Bankia became the symbol of Spain's financial crisis when it lost more than €19 billion ($26 billion) in 2012 and pushed the government to ask its eurozone partners for €41 billion in rescue loans to shore up the entire banking system.
Under the terms of the European Union's 2012 bailout, the Spanish government has until 2017 to sell its 68 percent stake in Bankia.
"It would be reasonable for the privatization process to be similar to what is being carried out with Lloyds. That is, that it be carried out in phases and take two or three years," Bankia president Jose Ignacio Goirigolzarri said in an interview published in daily newspaper ABC.
He was referring to the British government's sale of six percent of Lloyds bank in September, five years after the state rescue of the lender.
Earlier this month Lloyds, which is now 33-percent owned by the British taxpayer, said it was preparing for a possible second sale.
The Spanish government will first put smaller stakes in Bankia up for sale, Goirigolzarri said.
"The first stakes will be smaller then the following ones.
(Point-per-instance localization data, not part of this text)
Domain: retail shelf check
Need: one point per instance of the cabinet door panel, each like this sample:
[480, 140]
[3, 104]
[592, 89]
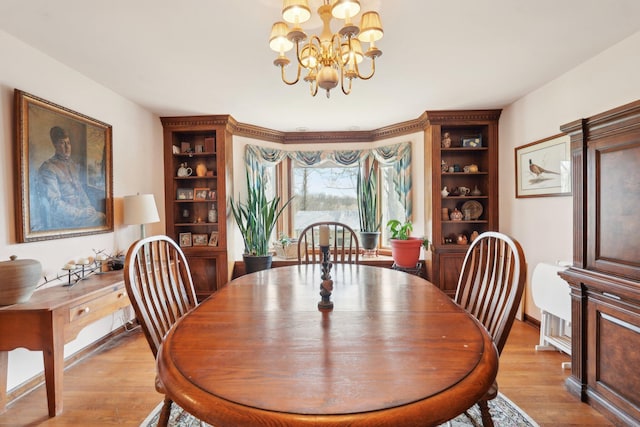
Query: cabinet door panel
[613, 356]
We have to think of starting with between five and 10 percent," he said.
Bankia earlier this month reported a net profit of €509 million for 2013, after a catastrophic €19.2-billion loss the previous year, and announced it had wrapped up a painful restructuring two years early.
The results marked a dramatic turnaround for Spain's fourth-largest bank by market value, which was born in 2010 from the merger of seven troubled savings banks.
After listing on the Madrid stock exchange with great fanfare in July 2011, Bankia had to be nationalized less than a year later, in May 2012, to save it from collapse as bad loans and losses spiralled.
Spain then turned to its eurozone partners for €41 billion in rescue loans to shore up the entire banking system.
Bankia has had to shut more than 1,000 branches and shed thousands of staff in a restructuring.